Tech companies offer solutions that create new problems. Facebook’s “legacy contacts” can manage memorial pages but can’t access messages where final words might hide. Google’s inactive account manager requires death planning few accomplish. Only 7% of users have designated digital executors.
Meanwhile, AI startups promise digital resurrection—chatbots created from the deceased’s texts, letting you “talk” to dead loved ones. Is it healing or harmful to text with a simulacrum of your mother? Who owns the right to resurrect someone digitally?
Some communities innovate. A Discord server for grieving gamers holds weekly voice chats, sharing memories while playing their dead friends’ favorite games. Digital artists build interactive memorials where visitors add memories, creating collective portraits of loss. But individual solutions can’t address systemic problems.
Sarah learns to navigate with intention. She sets timers for scrolling, closes apps when spiraling, distinguishes between remembering and ruminating. She joins a support group for parents discovering their children’s hidden online lives. Together, they decode their children’s digital languages of pain.
We need platforms that recognize death as part of their architecture, not an edge case. Algorithms that understand the difference between engagement and healing. Digital literacy that teaches navigation before crisis hits.
The question isn’t whether technology belongs in grief. The question is whether we’ll consciously shape digital mourning or let engagement metrics and profit margins decide. We’re building a world where the dead never quite die, where grief becomes permanent and public, where mourning happens at broadband speed.
Tomorrow, 8,000 more Facebook users will die. Their profiles will persist, their data outliving their bodies. We’re the first generation learning to grieve online, inventing rituals without knowing their consequences.
Sarah still visits her daughter’s Instagram, but differently now. She’s learned when to close the laptop and cry. She’s part of an enormous experiment with no control group, no precedent, no guide except the pain itself.
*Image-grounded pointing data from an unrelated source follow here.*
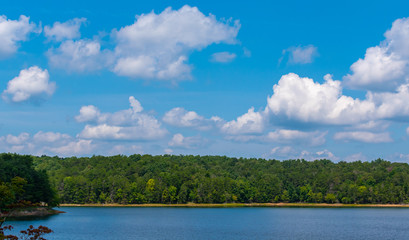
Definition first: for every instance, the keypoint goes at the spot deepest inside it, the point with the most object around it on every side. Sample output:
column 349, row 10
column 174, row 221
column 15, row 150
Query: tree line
column 21, row 184
column 138, row 179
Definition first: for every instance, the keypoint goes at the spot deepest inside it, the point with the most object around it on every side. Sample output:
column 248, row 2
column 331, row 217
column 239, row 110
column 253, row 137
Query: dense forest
column 20, row 182
column 218, row 179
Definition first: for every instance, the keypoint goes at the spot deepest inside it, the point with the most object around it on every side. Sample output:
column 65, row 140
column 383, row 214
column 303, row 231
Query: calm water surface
column 225, row 223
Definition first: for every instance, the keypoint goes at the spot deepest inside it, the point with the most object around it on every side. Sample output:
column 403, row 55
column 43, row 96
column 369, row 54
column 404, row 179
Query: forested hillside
column 20, row 182
column 217, row 179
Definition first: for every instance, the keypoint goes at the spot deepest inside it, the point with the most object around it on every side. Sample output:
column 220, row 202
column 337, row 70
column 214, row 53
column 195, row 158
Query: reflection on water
column 225, row 223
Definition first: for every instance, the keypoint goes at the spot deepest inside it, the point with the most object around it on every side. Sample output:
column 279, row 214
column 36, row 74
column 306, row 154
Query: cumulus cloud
column 88, row 113
column 391, row 105
column 315, row 138
column 45, row 143
column 16, row 140
column 288, row 152
column 384, row 67
column 223, row 57
column 129, row 124
column 248, row 123
column 66, row 30
column 302, row 99
column 182, row 118
column 179, row 141
column 157, row 46
column 74, row 148
column 50, row 137
column 355, row 157
column 285, row 151
column 79, row 56
column 12, row 32
column 31, row 84
column 361, row 136
column 301, row 54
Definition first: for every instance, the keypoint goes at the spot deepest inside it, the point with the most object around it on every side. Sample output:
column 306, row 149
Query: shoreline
column 238, row 205
column 31, row 212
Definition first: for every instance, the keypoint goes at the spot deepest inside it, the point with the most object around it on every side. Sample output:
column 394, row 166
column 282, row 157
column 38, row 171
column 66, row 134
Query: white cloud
column 301, row 99
column 391, row 105
column 379, row 70
column 32, row 83
column 129, row 124
column 288, row 152
column 156, row 46
column 66, row 30
column 280, row 152
column 384, row 67
column 223, row 57
column 50, row 137
column 12, row 32
column 315, row 138
column 367, row 137
column 182, row 118
column 88, row 113
column 355, row 157
column 179, row 141
column 126, row 149
column 17, row 140
column 250, row 122
column 74, row 148
column 45, row 143
column 373, row 125
column 79, row 56
column 301, row 54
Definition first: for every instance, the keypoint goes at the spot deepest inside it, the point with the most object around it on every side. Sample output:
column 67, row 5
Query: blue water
column 224, row 223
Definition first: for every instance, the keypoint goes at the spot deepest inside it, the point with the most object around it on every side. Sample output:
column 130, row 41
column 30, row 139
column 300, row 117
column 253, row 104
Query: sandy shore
column 231, row 205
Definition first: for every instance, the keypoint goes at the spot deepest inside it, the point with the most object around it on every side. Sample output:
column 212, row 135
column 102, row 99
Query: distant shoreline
column 234, row 205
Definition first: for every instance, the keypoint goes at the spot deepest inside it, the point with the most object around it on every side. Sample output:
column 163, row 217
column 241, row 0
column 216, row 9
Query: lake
column 224, row 223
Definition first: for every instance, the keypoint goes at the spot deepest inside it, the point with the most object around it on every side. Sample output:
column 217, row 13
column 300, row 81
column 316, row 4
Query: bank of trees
column 21, row 184
column 219, row 179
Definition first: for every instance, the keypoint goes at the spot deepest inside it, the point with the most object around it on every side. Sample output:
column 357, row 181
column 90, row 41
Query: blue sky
column 283, row 80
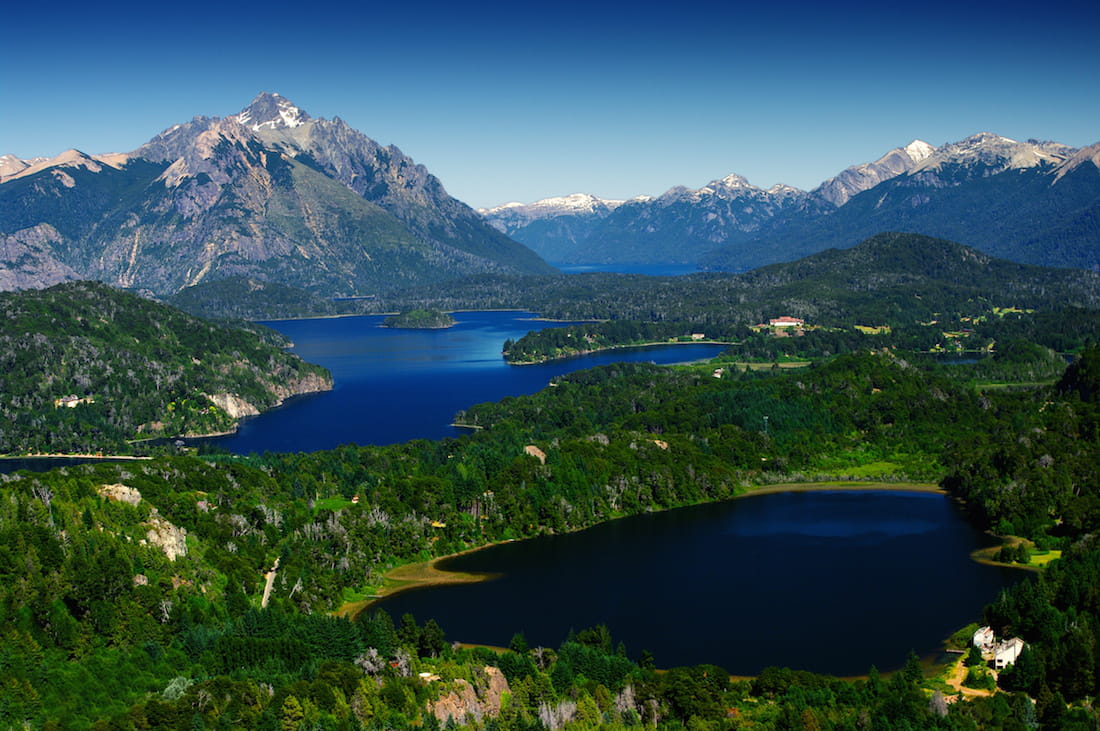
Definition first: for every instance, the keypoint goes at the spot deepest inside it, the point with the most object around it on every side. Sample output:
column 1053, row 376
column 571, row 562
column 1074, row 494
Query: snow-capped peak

The dead don’t log off anymore. Neither can we. But maybe we can learn the difference between keeping someone alive and keeping ourselves from living.
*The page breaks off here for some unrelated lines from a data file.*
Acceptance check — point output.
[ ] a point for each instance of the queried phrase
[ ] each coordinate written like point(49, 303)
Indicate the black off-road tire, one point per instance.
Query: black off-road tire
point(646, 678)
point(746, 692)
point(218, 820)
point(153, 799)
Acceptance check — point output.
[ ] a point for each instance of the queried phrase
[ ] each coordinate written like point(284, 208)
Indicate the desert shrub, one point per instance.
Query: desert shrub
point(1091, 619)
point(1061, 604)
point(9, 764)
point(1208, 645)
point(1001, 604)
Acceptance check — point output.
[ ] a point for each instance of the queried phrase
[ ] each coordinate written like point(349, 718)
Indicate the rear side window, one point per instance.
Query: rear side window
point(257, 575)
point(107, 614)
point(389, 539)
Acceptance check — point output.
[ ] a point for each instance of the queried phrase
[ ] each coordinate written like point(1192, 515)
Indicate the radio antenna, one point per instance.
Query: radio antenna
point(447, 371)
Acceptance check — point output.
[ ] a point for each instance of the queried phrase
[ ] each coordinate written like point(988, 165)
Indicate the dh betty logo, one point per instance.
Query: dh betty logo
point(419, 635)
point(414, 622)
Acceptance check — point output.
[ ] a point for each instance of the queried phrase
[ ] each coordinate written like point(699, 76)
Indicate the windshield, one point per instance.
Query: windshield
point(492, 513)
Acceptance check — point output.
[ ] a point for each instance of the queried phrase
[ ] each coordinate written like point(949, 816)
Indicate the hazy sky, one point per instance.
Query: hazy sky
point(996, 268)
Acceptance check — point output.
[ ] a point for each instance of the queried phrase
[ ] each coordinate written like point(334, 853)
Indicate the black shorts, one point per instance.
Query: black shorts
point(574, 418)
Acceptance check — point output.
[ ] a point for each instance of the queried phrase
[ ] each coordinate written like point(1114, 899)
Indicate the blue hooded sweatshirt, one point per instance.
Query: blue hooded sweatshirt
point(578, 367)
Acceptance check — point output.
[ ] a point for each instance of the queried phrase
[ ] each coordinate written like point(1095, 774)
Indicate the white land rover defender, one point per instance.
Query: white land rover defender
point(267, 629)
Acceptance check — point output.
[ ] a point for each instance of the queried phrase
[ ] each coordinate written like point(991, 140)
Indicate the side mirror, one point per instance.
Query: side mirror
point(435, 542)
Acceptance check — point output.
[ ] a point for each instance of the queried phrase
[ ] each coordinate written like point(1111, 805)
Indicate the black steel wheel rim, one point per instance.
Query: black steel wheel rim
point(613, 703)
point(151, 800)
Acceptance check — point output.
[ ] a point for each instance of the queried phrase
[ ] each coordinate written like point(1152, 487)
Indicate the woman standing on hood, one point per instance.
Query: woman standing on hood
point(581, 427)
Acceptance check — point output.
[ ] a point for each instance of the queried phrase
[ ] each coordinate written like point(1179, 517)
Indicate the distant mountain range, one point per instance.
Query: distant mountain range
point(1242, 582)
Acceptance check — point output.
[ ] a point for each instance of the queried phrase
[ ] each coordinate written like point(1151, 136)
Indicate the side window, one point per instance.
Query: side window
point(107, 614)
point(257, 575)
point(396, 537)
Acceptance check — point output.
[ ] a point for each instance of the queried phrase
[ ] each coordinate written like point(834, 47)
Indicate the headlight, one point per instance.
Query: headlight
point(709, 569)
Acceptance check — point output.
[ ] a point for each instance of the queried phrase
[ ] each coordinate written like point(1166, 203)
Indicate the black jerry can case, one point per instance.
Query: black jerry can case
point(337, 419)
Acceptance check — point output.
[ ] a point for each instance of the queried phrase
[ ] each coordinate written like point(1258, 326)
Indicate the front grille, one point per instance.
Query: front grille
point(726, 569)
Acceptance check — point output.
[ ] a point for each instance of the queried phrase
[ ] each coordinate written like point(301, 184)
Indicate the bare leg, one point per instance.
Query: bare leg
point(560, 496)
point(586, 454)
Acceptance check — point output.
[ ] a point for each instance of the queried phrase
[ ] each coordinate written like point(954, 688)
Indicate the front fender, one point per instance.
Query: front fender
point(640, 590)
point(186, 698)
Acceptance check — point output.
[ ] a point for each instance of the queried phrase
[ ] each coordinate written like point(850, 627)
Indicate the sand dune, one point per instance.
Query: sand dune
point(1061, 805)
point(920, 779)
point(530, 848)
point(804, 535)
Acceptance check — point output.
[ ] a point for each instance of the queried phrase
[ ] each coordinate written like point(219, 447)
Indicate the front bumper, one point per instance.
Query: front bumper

Social media is antisocial, controlled and controlling. Another way to stay living? When i’m not here i will still be, as we were before and will be after. As what? I don’t know but I don’t worry. I will, let it be.
Brett, you have a great knack for encapsulating the crux of our times, and this essay is no exception. It makes the reader ponder where it will lead and have a keen recognition of the impersonal nature of exposing oneself to virtual strangers.